年商5000万円の薬局ビジネス
国境をやすやすと越え、起業に挑む。その典型が飯田直樹氏(26歳)だ。タイはおろか、海外を訪れた経験が一度もなかったにもかかわらず、大学卒業後、いきなりタイに渡り、バンコク市内で薬局を開き、さらには病院まで開設しようとしている大胆不敵な若き和僑は言う。
「普通に就活をして一応内定をもらったんですが、先輩から誘われた薬の輸入代行事業を立ち上げるために、11年にタイに来ました。事業には発展性があるとにらんでいたので、不安はまったくなかったですね。最初はホテル暮らしを続けながら、飛び込みで品揃えのいい薬局に営業をかけ、準備を進めました」
国内企業への就職とタイでの起業。飯田氏にとって2つは同等の選択肢だ。判断基準は面白そうか、ポテンシャルがありそうか。秤にかけて躊躇なく後者を採った飯田氏は、ダイエット薬やサプリメント、発毛剤など、日本ではなかなか入手できない、もしくは高額な健康関連商品をネットで紹介し、注文が入ると契約した薬局から調達して、日本に発送するビジネスを開始した。在庫リスクはゼロ。モノを言うのは行動力だ。
最初は1日5万円がせいぜいだった売り上げは日を追うごとに伸び、現在は月商200万円。26歳の若さからすればこれだけでも十分な成功だが、飯田氏は次なる1歩を踏み出した。12年に「ブレズアジア」を設立。タイ人の薬剤師を雇い、日本人観光客が多いバンコクのアソーク地区でブレズ薬局を開業した。

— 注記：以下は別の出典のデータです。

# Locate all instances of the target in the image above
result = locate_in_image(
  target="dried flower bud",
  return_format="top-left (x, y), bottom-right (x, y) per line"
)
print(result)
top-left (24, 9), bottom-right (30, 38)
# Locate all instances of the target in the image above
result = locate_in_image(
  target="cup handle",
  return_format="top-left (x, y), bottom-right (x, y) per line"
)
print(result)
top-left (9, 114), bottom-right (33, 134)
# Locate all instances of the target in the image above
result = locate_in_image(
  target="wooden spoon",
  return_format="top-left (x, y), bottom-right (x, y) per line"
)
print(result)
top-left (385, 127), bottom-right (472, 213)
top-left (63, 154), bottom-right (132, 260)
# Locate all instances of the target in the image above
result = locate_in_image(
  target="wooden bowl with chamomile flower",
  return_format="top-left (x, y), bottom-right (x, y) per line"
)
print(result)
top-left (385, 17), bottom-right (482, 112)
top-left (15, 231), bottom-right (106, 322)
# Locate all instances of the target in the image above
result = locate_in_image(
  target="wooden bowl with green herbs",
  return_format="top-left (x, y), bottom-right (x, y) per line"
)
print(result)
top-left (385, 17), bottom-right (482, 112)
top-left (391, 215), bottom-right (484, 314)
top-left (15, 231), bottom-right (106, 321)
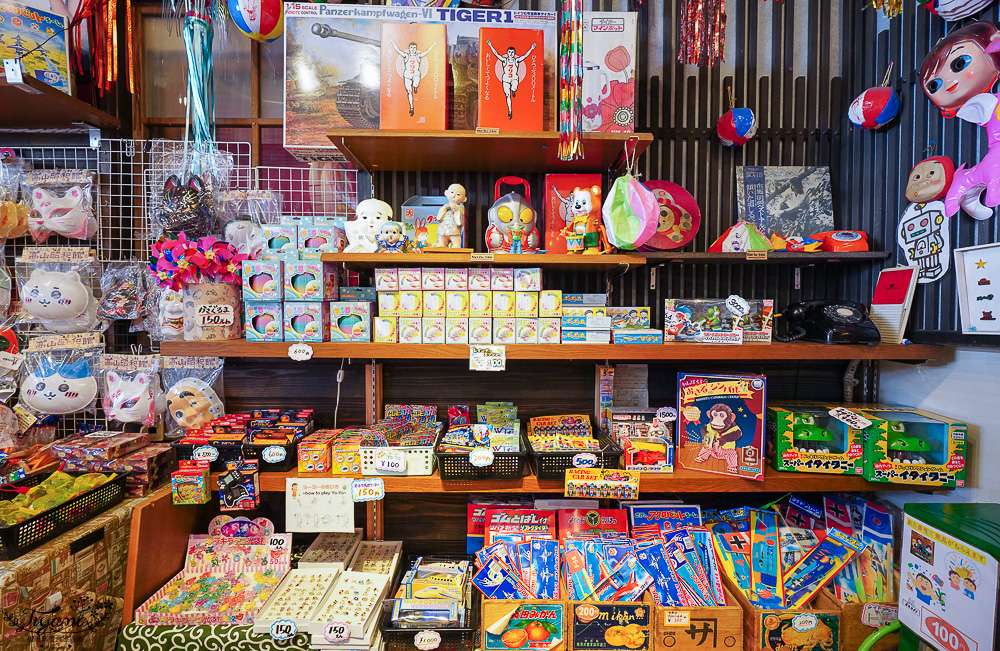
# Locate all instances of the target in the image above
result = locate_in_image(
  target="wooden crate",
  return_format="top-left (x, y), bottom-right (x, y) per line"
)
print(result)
top-left (722, 574), bottom-right (844, 651)
top-left (813, 590), bottom-right (899, 651)
top-left (653, 587), bottom-right (743, 651)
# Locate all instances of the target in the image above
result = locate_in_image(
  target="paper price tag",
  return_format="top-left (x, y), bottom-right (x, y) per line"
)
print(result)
top-left (375, 450), bottom-right (406, 472)
top-left (830, 407), bottom-right (872, 429)
top-left (469, 448), bottom-right (493, 468)
top-left (726, 294), bottom-right (750, 316)
top-left (351, 477), bottom-right (385, 502)
top-left (469, 346), bottom-right (507, 371)
top-left (323, 622), bottom-right (351, 642)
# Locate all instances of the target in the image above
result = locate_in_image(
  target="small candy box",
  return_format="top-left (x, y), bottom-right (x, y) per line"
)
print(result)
top-left (243, 260), bottom-right (282, 301)
top-left (515, 319), bottom-right (538, 344)
top-left (243, 301), bottom-right (284, 341)
top-left (423, 291), bottom-right (445, 316)
top-left (514, 267), bottom-right (542, 292)
top-left (514, 292), bottom-right (538, 319)
top-left (330, 301), bottom-right (373, 341)
top-left (445, 292), bottom-right (469, 319)
top-left (399, 316), bottom-right (423, 344)
top-left (378, 292), bottom-right (399, 316)
top-left (262, 224), bottom-right (299, 251)
top-left (490, 267), bottom-right (514, 292)
top-left (493, 317), bottom-right (517, 344)
top-left (538, 316), bottom-right (562, 344)
top-left (493, 292), bottom-right (517, 319)
top-left (375, 269), bottom-right (399, 292)
top-left (444, 317), bottom-right (469, 344)
top-left (469, 317), bottom-right (493, 344)
top-left (421, 316), bottom-right (444, 344)
top-left (469, 291), bottom-right (493, 317)
top-left (50, 431), bottom-right (149, 461)
top-left (468, 267), bottom-right (493, 292)
top-left (444, 269), bottom-right (468, 292)
top-left (538, 289), bottom-right (562, 317)
top-left (284, 260), bottom-right (339, 301)
top-left (420, 267), bottom-right (445, 292)
top-left (283, 301), bottom-right (330, 343)
top-left (399, 267), bottom-right (423, 292)
top-left (398, 290), bottom-right (424, 317)
top-left (374, 316), bottom-right (399, 344)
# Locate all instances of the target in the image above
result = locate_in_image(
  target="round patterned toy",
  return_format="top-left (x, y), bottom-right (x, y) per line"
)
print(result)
top-left (228, 0), bottom-right (285, 43)
top-left (847, 86), bottom-right (900, 129)
top-left (642, 181), bottom-right (701, 251)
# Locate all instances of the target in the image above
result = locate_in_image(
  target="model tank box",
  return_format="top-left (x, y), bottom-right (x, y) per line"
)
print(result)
top-left (284, 2), bottom-right (559, 161)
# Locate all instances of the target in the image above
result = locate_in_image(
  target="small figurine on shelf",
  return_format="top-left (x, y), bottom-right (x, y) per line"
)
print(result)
top-left (375, 222), bottom-right (410, 253)
top-left (344, 199), bottom-right (392, 253)
top-left (437, 183), bottom-right (468, 248)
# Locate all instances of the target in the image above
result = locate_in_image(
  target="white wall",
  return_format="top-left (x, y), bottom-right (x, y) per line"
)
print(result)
top-left (879, 348), bottom-right (1000, 504)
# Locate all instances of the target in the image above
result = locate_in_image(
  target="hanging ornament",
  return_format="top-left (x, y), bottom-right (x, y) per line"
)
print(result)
top-left (228, 0), bottom-right (285, 43)
top-left (715, 86), bottom-right (757, 147)
top-left (847, 63), bottom-right (901, 129)
top-left (559, 0), bottom-right (583, 160)
top-left (677, 0), bottom-right (726, 66)
top-left (917, 0), bottom-right (993, 20)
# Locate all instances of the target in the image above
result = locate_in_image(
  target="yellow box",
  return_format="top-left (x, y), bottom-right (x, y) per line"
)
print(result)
top-left (423, 291), bottom-right (445, 316)
top-left (538, 289), bottom-right (562, 317)
top-left (469, 291), bottom-right (493, 317)
top-left (493, 292), bottom-right (516, 319)
top-left (514, 292), bottom-right (538, 319)
top-left (445, 292), bottom-right (469, 319)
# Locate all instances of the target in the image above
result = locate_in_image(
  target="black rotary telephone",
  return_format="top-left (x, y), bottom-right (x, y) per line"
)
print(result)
top-left (774, 301), bottom-right (882, 344)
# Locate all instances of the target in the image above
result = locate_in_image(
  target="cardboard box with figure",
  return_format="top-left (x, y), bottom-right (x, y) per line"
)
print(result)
top-left (677, 373), bottom-right (766, 481)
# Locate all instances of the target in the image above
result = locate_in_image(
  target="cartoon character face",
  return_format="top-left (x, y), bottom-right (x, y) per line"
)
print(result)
top-left (167, 378), bottom-right (225, 429)
top-left (102, 371), bottom-right (160, 425)
top-left (906, 156), bottom-right (955, 203)
top-left (21, 359), bottom-right (97, 414)
top-left (21, 267), bottom-right (91, 321)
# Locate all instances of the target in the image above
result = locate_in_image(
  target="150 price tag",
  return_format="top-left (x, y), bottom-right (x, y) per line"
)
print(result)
top-left (375, 450), bottom-right (406, 472)
top-left (469, 346), bottom-right (507, 371)
top-left (351, 477), bottom-right (385, 502)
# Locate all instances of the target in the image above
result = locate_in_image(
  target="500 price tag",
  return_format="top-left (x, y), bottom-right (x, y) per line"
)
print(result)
top-left (351, 477), bottom-right (385, 502)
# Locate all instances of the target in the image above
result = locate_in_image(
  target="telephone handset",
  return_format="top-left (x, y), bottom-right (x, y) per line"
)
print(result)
top-left (774, 301), bottom-right (882, 344)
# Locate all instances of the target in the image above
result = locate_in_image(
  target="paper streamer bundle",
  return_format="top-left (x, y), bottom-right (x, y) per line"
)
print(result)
top-left (559, 0), bottom-right (583, 160)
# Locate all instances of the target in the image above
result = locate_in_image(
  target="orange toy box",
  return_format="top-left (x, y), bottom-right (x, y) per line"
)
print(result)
top-left (479, 27), bottom-right (545, 131)
top-left (381, 23), bottom-right (448, 131)
top-left (542, 174), bottom-right (601, 253)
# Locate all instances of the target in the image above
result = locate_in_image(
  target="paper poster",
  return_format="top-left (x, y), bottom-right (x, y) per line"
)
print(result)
top-left (955, 243), bottom-right (1000, 335)
top-left (285, 477), bottom-right (354, 533)
top-left (899, 515), bottom-right (997, 651)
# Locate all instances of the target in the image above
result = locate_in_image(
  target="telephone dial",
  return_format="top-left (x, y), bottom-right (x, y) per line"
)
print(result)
top-left (774, 301), bottom-right (882, 344)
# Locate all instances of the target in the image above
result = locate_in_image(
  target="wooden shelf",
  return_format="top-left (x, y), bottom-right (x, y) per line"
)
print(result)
top-left (323, 253), bottom-right (646, 270)
top-left (641, 251), bottom-right (890, 266)
top-left (217, 466), bottom-right (928, 495)
top-left (0, 74), bottom-right (121, 131)
top-left (327, 129), bottom-right (653, 174)
top-left (160, 339), bottom-right (947, 361)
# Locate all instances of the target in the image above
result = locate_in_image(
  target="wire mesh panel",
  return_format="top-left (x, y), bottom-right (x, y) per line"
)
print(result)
top-left (253, 164), bottom-right (358, 221)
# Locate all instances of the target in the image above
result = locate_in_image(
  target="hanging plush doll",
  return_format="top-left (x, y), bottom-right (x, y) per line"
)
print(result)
top-left (920, 21), bottom-right (1000, 219)
top-left (896, 156), bottom-right (955, 283)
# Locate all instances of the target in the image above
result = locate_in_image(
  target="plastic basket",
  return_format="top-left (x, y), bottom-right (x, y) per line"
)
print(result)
top-left (0, 473), bottom-right (128, 561)
top-left (379, 554), bottom-right (482, 651)
top-left (528, 432), bottom-right (625, 481)
top-left (434, 434), bottom-right (528, 480)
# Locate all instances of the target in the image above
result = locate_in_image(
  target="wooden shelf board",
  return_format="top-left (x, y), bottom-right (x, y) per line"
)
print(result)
top-left (327, 129), bottom-right (653, 174)
top-left (211, 466), bottom-right (914, 495)
top-left (641, 251), bottom-right (890, 265)
top-left (323, 253), bottom-right (646, 270)
top-left (160, 339), bottom-right (947, 361)
top-left (0, 74), bottom-right (121, 131)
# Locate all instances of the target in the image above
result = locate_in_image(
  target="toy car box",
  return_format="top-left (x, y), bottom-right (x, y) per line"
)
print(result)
top-left (767, 402), bottom-right (864, 475)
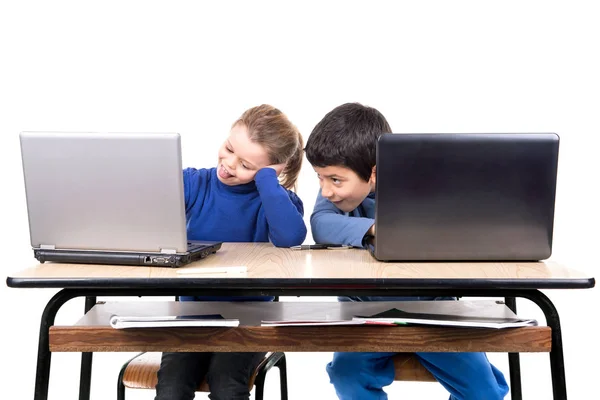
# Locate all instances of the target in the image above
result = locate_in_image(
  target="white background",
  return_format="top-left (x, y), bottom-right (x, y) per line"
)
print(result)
top-left (0, 0), bottom-right (600, 400)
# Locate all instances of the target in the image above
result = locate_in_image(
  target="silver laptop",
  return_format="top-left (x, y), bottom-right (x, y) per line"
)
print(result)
top-left (20, 132), bottom-right (221, 267)
top-left (372, 133), bottom-right (559, 261)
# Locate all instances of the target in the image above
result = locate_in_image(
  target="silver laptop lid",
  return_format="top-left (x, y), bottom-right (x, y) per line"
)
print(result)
top-left (20, 132), bottom-right (187, 253)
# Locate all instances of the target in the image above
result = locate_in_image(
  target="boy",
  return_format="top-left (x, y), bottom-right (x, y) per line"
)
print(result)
top-left (305, 103), bottom-right (508, 400)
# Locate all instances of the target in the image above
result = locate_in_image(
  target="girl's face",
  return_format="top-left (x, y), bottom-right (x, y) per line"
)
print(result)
top-left (217, 124), bottom-right (271, 186)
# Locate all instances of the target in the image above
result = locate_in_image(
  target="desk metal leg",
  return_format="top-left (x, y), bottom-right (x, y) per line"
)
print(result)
top-left (504, 297), bottom-right (523, 400)
top-left (33, 289), bottom-right (78, 400)
top-left (79, 296), bottom-right (96, 400)
top-left (522, 290), bottom-right (567, 400)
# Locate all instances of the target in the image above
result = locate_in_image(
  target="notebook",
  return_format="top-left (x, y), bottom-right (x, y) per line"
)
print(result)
top-left (370, 133), bottom-right (559, 261)
top-left (20, 132), bottom-right (221, 267)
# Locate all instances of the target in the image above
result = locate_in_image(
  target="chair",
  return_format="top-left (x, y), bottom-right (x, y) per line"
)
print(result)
top-left (117, 352), bottom-right (288, 400)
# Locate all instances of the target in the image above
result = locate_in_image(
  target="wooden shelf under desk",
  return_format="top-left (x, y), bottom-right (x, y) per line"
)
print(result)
top-left (50, 301), bottom-right (552, 353)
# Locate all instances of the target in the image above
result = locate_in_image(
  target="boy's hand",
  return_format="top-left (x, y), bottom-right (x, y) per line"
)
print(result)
top-left (265, 163), bottom-right (287, 176)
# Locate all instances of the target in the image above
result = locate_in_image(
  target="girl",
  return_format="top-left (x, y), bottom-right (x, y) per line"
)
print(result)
top-left (155, 105), bottom-right (306, 400)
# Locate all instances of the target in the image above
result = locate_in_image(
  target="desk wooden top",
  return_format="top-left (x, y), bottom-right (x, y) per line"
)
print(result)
top-left (7, 243), bottom-right (595, 290)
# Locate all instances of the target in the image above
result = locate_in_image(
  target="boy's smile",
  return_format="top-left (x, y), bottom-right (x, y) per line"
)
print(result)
top-left (313, 166), bottom-right (375, 212)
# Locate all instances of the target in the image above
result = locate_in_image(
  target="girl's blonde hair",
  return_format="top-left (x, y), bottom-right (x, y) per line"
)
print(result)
top-left (232, 104), bottom-right (304, 190)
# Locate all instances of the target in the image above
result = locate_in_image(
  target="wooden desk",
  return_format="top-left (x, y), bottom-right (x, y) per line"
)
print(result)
top-left (7, 243), bottom-right (595, 400)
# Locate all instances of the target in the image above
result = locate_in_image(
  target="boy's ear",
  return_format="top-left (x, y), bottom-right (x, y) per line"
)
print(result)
top-left (370, 165), bottom-right (377, 188)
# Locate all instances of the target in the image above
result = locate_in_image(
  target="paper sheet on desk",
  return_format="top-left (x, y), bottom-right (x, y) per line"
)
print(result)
top-left (110, 314), bottom-right (240, 329)
top-left (260, 319), bottom-right (398, 326)
top-left (353, 308), bottom-right (537, 329)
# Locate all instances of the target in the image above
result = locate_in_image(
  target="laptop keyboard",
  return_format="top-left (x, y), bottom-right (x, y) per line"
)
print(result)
top-left (188, 242), bottom-right (206, 251)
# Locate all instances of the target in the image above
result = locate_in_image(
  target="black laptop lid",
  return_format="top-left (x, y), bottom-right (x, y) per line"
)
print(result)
top-left (374, 133), bottom-right (559, 261)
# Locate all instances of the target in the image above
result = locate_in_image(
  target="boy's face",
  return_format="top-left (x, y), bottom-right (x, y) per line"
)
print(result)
top-left (217, 124), bottom-right (270, 186)
top-left (313, 166), bottom-right (376, 212)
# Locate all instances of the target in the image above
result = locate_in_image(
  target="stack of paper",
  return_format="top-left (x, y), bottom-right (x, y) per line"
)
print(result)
top-left (110, 314), bottom-right (240, 329)
top-left (352, 308), bottom-right (537, 329)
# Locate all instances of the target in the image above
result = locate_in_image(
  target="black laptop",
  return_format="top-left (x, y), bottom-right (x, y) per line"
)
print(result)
top-left (371, 133), bottom-right (559, 261)
top-left (20, 132), bottom-right (221, 267)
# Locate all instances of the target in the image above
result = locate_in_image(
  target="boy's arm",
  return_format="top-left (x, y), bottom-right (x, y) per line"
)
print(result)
top-left (183, 168), bottom-right (208, 214)
top-left (254, 168), bottom-right (306, 247)
top-left (310, 190), bottom-right (375, 247)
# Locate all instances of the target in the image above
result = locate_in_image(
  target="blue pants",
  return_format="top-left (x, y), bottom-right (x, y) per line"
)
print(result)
top-left (327, 297), bottom-right (508, 400)
top-left (327, 353), bottom-right (508, 400)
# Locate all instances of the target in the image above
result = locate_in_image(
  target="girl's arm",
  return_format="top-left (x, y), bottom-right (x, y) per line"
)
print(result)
top-left (254, 168), bottom-right (306, 247)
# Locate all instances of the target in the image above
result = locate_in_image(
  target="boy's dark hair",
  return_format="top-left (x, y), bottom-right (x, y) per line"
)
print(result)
top-left (304, 103), bottom-right (392, 181)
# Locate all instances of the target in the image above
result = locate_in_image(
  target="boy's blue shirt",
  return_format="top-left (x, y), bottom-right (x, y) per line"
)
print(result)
top-left (310, 190), bottom-right (375, 247)
top-left (310, 191), bottom-right (453, 301)
top-left (181, 168), bottom-right (306, 301)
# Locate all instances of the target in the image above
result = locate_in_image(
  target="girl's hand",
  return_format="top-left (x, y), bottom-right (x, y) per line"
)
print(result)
top-left (265, 163), bottom-right (287, 176)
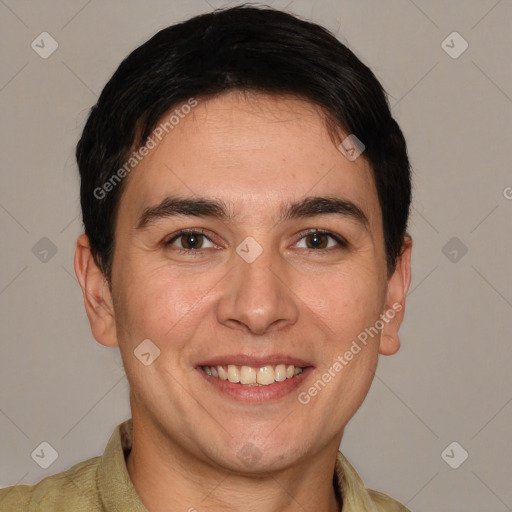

「このエリアと決めたら、飛び込んではオーナーさんを紹介してもらいました。いま入っているビルの家賃は月約30万円。近くの薬局によく仕入れに出かけていたので、売り上げの見込みも立てられました。業績は順調ですね。オープンから9カ月ほどで単月黒字化できた。13年には日本人駐在員家族が多く住む一帯にソイ39店を開きましたが、客数は2店合わせて1日に130人。年商は4000万円を超え、今年は5000万円に届くかな。14年中には内科のクリニックも開きます。いずれは介護領域にも進出します。夢は、薬局も含めて生まれてから死ぬまでのトータルなサポートを行う医療全般のサービス。ほかの国でもビジネスを立ち上げたいですね。自分としては30歳くらいをイメージしています」
若さゆえの怖いもの知らずと言えなくもない。だが、飯田氏の仕事ぶりは緻密かつ堅実だ。ほぼ毎日薬局の店頭に立ち、客の健康状態や症状を丁寧に聞き、仕事の合間には家庭教師をつけてタイ語を学び、薬の勉強にも余念がない。
「店では一番年下なので、率先して何でもやっています。薬の知識もまだ少ないし、タイ語も流暢ではないので、基本、なめられてますからね。僕は従業員のパシリみたいなもの(笑)。とにかくタイ語がもっと使えるようにならないと。何より、タイ語の書類がわかるようになりたいんですよ。これからの事業には絶対必要な能力です。人に頼むと高くつく。無駄なお金は使いたくないですからね」
「パシリ」を自認する冷めた目を持つ飯田氏は、現地の人々を雇用する難しさをよく知っている。かといって距離を縮める努力も放棄してはいない。現実を冷静に見つめたうえで次の一手を模索する現実主義は成功する和僑の共通項といっていい。日本にはあるが、この国にはない、マーケットの「欠落」を見据える目と、実現可能な方法を追い求める粘り強さも成功する和僑に共通している。